Better yet, a profile that when the found item is presented and the link is clicked, that the previous 5 blocks and trailing 5 blocks of information is presented to the user. That would mean that the entire XML file would have to be stored as each block representing a 'page.' Is that correct?
> Idealy, I'd like to create a profile specific to the
> audit files so the the search results return only the
> blocks that are found during the search.
By "blocks" I'm guessing you're referring to subsections of the XML document? The search appliance won't do anything to break down the XML file in to smaller sections for you, it operates on web pages as it's smallest ganularity. The search appliance is meant to be a website crawler, not a fully customizable searching webapp that is pre-built to do websites (which is what our Webinator product is, although that wouldd fall in the defition of "CGI" for the corporate overlords).
What you _really_ need in this situation is a webapp.
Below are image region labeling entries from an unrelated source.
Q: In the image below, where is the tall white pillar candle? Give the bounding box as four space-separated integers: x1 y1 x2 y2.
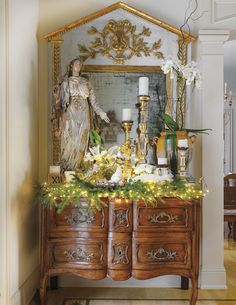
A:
122 108 132 121
225 82 227 95
138 77 149 95
49 165 61 174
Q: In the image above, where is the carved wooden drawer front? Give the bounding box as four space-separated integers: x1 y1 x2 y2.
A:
107 233 132 281
133 234 191 270
48 206 107 237
49 238 107 269
109 200 133 232
134 203 192 232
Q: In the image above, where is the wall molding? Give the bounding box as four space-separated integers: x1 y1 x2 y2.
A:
0 0 10 305
200 269 227 289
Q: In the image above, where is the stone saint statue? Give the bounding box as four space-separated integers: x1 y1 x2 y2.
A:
53 58 109 170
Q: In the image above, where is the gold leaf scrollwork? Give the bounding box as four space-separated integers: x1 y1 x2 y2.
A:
78 19 164 64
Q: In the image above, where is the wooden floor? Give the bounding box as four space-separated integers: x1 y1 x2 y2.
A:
31 239 236 305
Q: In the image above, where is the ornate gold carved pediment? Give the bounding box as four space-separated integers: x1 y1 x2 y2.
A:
44 2 196 42
79 19 164 64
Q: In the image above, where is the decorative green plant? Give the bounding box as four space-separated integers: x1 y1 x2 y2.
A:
160 113 211 134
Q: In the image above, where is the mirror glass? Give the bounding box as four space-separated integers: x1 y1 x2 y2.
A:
82 66 168 147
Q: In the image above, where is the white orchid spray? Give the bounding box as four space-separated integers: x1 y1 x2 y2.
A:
161 58 202 130
161 58 202 89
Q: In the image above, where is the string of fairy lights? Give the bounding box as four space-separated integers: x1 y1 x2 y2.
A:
36 178 209 212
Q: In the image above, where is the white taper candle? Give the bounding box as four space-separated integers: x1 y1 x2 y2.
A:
122 108 132 121
138 77 149 95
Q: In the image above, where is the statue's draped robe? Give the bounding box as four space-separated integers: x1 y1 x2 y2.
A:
57 76 103 170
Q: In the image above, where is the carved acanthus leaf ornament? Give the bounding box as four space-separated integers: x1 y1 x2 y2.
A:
78 19 164 64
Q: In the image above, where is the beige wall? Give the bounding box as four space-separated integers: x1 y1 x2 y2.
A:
0 0 39 305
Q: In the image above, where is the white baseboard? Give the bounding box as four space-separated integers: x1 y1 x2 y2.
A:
200 268 227 289
59 276 180 288
10 266 39 305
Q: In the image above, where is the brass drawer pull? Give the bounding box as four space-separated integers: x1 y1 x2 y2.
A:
64 209 95 225
147 212 178 224
113 209 129 227
112 245 129 265
146 248 178 261
64 247 95 262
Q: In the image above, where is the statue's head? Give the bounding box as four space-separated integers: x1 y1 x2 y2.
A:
68 57 83 77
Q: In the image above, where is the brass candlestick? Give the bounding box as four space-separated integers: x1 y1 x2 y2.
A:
121 121 133 179
136 95 150 164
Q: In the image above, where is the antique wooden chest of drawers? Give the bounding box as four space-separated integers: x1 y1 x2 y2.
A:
40 198 200 305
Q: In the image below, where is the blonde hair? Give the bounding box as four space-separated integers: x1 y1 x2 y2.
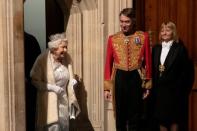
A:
48 32 68 50
159 21 179 42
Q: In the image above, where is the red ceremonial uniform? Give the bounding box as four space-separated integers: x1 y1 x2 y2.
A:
104 31 151 90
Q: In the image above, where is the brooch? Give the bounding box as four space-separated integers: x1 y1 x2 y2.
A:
124 37 129 44
159 65 165 77
134 36 141 44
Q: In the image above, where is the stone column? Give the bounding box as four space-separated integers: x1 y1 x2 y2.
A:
0 0 25 131
66 0 132 131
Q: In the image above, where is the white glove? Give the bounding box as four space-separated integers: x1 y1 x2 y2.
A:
71 79 77 86
47 84 64 95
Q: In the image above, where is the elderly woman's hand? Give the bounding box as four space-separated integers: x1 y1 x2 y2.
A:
47 84 64 95
71 79 77 86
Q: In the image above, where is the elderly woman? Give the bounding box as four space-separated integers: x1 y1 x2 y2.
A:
30 33 80 131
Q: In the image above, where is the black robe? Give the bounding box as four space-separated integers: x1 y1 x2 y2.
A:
152 42 193 125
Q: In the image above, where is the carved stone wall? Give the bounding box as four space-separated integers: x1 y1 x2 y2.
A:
0 0 25 131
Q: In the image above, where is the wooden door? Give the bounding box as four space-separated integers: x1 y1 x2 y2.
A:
136 0 197 131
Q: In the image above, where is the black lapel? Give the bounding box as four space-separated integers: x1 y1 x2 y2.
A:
164 42 178 70
154 45 162 68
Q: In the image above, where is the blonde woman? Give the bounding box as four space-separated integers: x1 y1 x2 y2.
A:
30 33 80 131
152 22 192 131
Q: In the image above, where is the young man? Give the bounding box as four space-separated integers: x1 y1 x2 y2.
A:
104 8 151 131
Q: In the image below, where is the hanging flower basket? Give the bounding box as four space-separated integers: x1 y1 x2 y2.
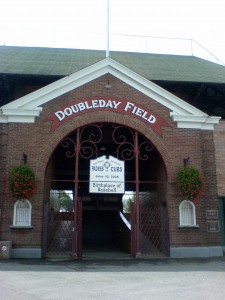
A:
9 164 35 200
177 167 205 203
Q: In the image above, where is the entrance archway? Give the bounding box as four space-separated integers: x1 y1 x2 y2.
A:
43 123 169 257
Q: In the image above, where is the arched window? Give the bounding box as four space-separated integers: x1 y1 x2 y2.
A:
13 200 32 227
179 200 196 226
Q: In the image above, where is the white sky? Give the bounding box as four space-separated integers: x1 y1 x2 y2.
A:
0 0 225 62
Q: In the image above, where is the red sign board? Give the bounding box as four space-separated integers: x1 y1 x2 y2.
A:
47 98 169 134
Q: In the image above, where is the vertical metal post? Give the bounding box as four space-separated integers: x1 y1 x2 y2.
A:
73 128 80 256
106 0 109 57
134 131 141 257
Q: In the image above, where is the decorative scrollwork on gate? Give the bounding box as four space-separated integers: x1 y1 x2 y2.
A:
61 138 76 158
112 125 135 160
80 124 102 159
112 125 153 160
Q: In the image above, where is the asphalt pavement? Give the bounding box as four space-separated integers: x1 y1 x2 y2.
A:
0 257 225 300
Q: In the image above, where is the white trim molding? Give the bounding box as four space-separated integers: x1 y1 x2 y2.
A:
0 57 220 130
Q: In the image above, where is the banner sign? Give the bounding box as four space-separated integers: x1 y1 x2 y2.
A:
47 98 169 134
89 155 125 194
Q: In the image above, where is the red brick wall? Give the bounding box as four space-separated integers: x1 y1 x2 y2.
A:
0 75 219 247
214 120 225 197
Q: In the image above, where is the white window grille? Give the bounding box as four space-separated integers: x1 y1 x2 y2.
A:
179 200 196 226
13 200 32 227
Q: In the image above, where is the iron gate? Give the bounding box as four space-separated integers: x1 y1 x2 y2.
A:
43 123 169 257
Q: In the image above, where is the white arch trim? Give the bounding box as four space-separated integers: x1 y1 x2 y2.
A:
0 57 220 130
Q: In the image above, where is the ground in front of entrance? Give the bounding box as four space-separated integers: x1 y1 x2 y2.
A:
0 257 225 300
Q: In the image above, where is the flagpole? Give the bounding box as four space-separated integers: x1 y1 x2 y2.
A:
106 0 109 57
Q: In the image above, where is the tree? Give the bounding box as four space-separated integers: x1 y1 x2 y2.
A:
59 191 73 211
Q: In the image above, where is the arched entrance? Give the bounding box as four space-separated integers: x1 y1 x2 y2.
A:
43 123 169 257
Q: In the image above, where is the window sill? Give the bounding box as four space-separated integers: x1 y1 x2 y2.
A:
177 225 199 229
9 225 34 229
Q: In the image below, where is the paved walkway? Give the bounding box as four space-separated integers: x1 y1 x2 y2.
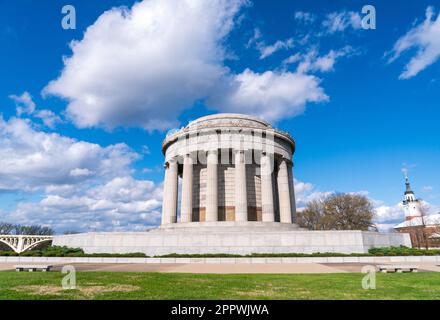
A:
0 263 440 274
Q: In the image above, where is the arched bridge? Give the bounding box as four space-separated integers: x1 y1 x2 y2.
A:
0 235 53 254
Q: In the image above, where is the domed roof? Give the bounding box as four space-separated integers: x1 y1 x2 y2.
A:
185 113 272 129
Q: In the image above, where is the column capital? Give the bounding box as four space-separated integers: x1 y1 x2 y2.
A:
277 157 293 167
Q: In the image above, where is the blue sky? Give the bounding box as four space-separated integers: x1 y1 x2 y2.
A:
0 0 440 232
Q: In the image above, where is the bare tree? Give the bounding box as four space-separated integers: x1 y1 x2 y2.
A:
297 193 377 230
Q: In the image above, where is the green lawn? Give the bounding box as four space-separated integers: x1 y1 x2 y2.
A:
0 272 440 299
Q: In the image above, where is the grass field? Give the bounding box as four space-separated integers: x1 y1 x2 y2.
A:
0 272 440 300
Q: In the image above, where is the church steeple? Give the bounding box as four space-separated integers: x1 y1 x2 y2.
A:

The situation you describe in the second line could easily be done with a CGI app that reads the XML 11 lines at a time and puts some <!-- noindex --> comments around the first 5 and last 5 blocks, and *POOF*! A search for a record would return one page - that records with the 5 surrounding hits.
I don't mean to sound like a broken record, but what you're trying to do is essentially build a house without using a hammer. To make the kind of feature-rich, dynamic site you're envisioning, you need to be able to DO something on the server.
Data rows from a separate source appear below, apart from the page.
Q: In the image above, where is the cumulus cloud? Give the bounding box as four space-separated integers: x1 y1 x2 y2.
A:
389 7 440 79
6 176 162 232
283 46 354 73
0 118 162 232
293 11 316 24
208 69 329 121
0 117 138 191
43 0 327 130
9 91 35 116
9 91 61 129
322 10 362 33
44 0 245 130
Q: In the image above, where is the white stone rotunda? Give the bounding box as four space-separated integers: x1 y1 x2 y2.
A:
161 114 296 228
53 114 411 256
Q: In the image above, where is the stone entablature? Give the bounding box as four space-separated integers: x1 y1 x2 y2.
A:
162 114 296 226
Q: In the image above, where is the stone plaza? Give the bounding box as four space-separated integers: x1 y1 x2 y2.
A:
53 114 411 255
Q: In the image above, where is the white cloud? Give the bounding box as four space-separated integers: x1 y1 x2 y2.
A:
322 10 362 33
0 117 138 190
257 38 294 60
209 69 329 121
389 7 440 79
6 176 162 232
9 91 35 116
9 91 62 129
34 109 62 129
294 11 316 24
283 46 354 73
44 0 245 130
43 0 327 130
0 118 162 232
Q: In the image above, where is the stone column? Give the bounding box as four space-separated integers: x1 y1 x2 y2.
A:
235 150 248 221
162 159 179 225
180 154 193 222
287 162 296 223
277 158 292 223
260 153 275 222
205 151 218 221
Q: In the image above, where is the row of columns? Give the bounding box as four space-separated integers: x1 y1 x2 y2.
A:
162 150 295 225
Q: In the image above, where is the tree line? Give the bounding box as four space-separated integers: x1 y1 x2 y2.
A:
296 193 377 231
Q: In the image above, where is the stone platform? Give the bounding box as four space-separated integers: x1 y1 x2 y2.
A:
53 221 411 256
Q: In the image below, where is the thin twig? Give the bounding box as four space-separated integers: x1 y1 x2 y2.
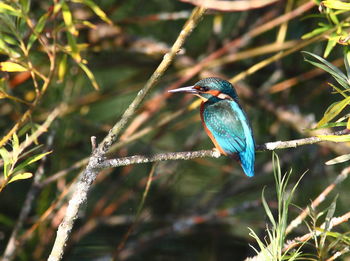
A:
48 8 205 261
286 167 350 234
95 130 348 169
2 130 54 261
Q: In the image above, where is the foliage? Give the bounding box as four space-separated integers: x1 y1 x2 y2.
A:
0 0 350 261
0 133 51 192
250 152 302 261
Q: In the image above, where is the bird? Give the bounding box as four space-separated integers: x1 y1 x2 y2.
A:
169 77 255 177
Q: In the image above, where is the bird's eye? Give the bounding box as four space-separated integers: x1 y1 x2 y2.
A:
199 86 209 92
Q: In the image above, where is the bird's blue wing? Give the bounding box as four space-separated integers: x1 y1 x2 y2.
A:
203 100 255 177
203 100 246 154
The CLOSEST the search appliance would be able to get to you is if you can put this data in a database and expose a JDBC interface for it. The search appliance would be able to use its "DB Walker" functionality to create a browsable HTML interface for the DB's contents, and then walk that. It wouldn't provide the "previous 5 & next 5" links that you mentioned, but it'd be something.
Thanks Jason. Yes, by block I meant each section of data.
I'm just trying to push the limits of this thing within the limited confines of our environment. I told security long ago to purchase some security audit software that has built in algorithms that are tailored to audit logs. (not that they would understand them anyway.
In all honesty, it's rarly if a system (in this case Thunderstone Appliance) can do it and more on the side of presentation capabilities.